The present system of education, known as Universal Primary Education (UPE), has existed since 1997, and its introduction was the result of democratisation and open elections, as there was great popular support for free education.
Despite its promising boosts in enrolment, issues with funding and organisation have continued to plague the Universal Primary Education
In 1999 there were six million pupils receiving primary education, compared to only two million in 1986. Numbers received a boost in 1997 when free primary education was made available to four children per family.
Only some of primary school graduates go on to take any form of secondary education.
This is contingent upon their passing their Primary Leaving Examinations (PLE).
Uganda is one of East Africa’s developing countries, bordered by Tanzania, Rwanda, the Democratic Republic of the Congo, South Sudan, and Kenya.
It occupies 236,040 square kilometres (91,140 sq mi) and has 26,404,543 people.

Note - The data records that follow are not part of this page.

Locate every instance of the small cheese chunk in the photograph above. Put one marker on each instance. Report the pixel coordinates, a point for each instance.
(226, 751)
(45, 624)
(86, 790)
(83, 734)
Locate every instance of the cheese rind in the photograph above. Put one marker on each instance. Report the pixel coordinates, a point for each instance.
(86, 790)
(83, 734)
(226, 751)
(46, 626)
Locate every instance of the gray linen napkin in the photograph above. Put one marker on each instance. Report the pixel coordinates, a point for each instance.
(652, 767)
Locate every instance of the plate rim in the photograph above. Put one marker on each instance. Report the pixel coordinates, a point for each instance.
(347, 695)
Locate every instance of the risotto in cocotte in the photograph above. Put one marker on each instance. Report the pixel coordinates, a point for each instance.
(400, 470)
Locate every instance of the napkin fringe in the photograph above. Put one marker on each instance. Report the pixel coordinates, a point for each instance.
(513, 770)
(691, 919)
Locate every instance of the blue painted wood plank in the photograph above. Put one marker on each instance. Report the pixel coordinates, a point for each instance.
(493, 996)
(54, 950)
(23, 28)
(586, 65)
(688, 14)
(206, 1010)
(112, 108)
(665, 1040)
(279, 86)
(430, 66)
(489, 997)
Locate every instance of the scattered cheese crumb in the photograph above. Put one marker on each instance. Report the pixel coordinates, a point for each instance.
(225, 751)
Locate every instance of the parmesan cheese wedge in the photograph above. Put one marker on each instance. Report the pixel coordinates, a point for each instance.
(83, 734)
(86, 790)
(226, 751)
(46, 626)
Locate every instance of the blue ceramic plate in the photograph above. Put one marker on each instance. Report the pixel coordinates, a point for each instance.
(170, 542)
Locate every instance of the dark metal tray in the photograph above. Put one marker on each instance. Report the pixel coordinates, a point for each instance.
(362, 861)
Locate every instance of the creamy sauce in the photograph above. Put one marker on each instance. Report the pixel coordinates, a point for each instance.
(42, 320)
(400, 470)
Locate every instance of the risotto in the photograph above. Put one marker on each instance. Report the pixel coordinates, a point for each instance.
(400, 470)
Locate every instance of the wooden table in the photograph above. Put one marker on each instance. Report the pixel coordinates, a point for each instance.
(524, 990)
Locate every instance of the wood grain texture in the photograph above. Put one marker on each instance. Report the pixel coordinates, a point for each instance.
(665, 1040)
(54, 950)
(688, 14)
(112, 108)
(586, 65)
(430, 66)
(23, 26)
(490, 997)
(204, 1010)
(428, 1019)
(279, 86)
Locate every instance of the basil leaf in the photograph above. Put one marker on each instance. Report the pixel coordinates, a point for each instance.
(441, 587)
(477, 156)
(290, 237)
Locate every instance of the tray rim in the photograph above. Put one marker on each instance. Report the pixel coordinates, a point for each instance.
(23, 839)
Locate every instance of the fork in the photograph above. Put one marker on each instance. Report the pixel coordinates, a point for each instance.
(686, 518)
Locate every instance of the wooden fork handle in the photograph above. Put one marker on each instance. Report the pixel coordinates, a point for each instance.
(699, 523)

According to CIA World Fact Book 2004, more than 80 percent of its population is rural and 35% of the people lives below poverty line.
The United Nations characterised the current condition of Uganda with its unstable government and struggling people as “the world’s worst humanitarian crisis.”
In 1997 the Ugandan government introduced the Universal Primary Education (UPE) program to improve enrollment and attainment in primary schools. It was initially realized to provide free education for four children per family, but the program was not performing based in its regulations due to the complex structure of Ugandan families.
Most Ugandan families have more than four children and households started sending every child, which resulted in a rapid increase in student enrollment in primary schools.
Due to the circumstances, President Museveni announced that the Universal Primary Education was open to all children of all families (Omona 74).
When the new policy was executed, schools experienced a massive influx of pupils and the demand for learning materials, teachers, and infrastructure became a challenge to the education system.
Ngaka argues that the University Primary Education resulted in costly consequences, including but not limited to a poor quality education, low pupil achievement, untrained teachers, improper infrastructures and classroom settings.
The Human Rights Measurement Initiative gives Uganda a score of 92.3% for primary school enrolment.
Uganda has seven years of primary education and the legal age for school entry is six.
According to the Ministry of Education and Sports (MoES) statistics, school enrollments increased from three million to 5.3 million in 1997 and the number rapidly increased to seven million by 2004.
Even though the increased number of pupils was perceived as a good thing, there were only 125,883 teachers, exceeding the Universal Primary Education required pupil-teacher ratio of 1:40.
The large number of pupils worsens the learning environment and it becomes harder for the teacher to be heard and teach. According to Arbeiter and Hartley, classes have between 70 and 150 pupils and there is over-age studying in all schools.
Moyi explains the issue of many classes having the inappropriate age of pupils as having been driven by late enrolment or grade repetition, which in turn is caused by the poor quality of education.
For instance, “third grade included pupils aged between seven to sixteen years and in sixth grade there were pupils up to nineteen years of age.”